Crispy Korean Popcorn Chicken (Yangnyeom Dak) coated in a sweet, spicy, and savory sauce, perfect as a snack, appetizer, or main dish.


Ingredients

1 lb boneless, skinless chicken thighs or breasts, cut into bite-sized pieces

1 cup potato starch or cornstarch (for coating)

1 tsp salt

1/2 tsp black pepper

Oil for frying (vegetable, canola, or peanut)

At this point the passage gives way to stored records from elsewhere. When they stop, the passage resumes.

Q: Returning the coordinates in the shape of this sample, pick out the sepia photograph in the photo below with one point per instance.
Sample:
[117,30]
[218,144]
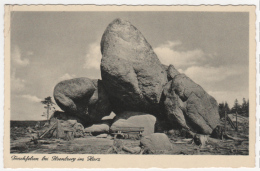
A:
[164,82]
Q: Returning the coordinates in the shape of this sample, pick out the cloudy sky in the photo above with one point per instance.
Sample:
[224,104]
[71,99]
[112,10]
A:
[47,47]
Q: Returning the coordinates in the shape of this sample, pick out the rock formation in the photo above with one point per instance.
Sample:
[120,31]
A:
[84,98]
[133,79]
[131,72]
[188,105]
[135,119]
[156,143]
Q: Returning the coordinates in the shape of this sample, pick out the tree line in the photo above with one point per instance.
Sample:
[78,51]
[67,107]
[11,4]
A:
[242,109]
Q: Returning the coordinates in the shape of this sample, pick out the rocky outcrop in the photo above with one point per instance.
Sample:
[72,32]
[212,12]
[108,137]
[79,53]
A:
[188,105]
[134,119]
[156,143]
[97,129]
[84,98]
[132,73]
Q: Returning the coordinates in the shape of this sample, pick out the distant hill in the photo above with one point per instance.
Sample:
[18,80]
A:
[26,123]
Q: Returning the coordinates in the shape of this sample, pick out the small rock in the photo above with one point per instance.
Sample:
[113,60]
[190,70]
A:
[102,136]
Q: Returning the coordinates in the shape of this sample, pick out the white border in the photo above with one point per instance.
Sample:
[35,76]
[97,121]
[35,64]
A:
[135,2]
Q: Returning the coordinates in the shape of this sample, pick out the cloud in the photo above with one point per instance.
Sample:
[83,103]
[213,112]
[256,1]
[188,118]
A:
[229,96]
[17,59]
[17,84]
[93,56]
[31,98]
[202,74]
[66,77]
[168,54]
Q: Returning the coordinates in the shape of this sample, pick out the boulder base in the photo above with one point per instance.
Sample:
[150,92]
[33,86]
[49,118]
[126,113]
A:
[156,143]
[135,119]
[97,129]
[83,98]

2 tbsp gochujang (Korean red chili paste)

1 tbsp soy sauce

1 tbsp honey or corn syrup

1 tbsp rice vinegar

1 tbsp brown sugar

2 cloves garlic, minced

1 tsp grated ginger

1 tsp sesame oil

12 tsp water (to thin sauce if needed)

Toasted sesame seeds for garnish

Chopped green onions for garnish


Instructions

  1. Season the chicken pieces with salt and pepper, then toss in potato starch until fully coated, shaking off excess.
  2. Heat oil in a deep fryer or heavy pot to 350°F (175°C). Fry chicken in batches for 4–5 minutes until light golden and cooked through, then remove and drain on paper towels.
  3. Let the chicken rest for 5 minutes, then increase oil temperature to 375°F (190°C) and fry for 2 more minutes until extra crispy. Drain on paper towels.
  4. In a small saucepan, combine gochujang, soy sauce, honey, rice vinegar, brown sugar, garlic, ginger, and sesame oil. Cook over low heat for 3–4 minutes until slightly thickened, adding water if needed.
  5. Toss the crispy chicken in the sauce until evenly coated.
  6. Garnish with toasted sesame seeds and chopped green onions. Serve immediately.

Notes

Double-frying ensures extra crispy chicken.

Chicken breasts can be used for a leaner option.

For vegetarian versions, use firm tofu or cauliflower florets.

Store leftovers in an airtight container in the fridge for up to 2 days; reheat in the oven to maintain crispiness.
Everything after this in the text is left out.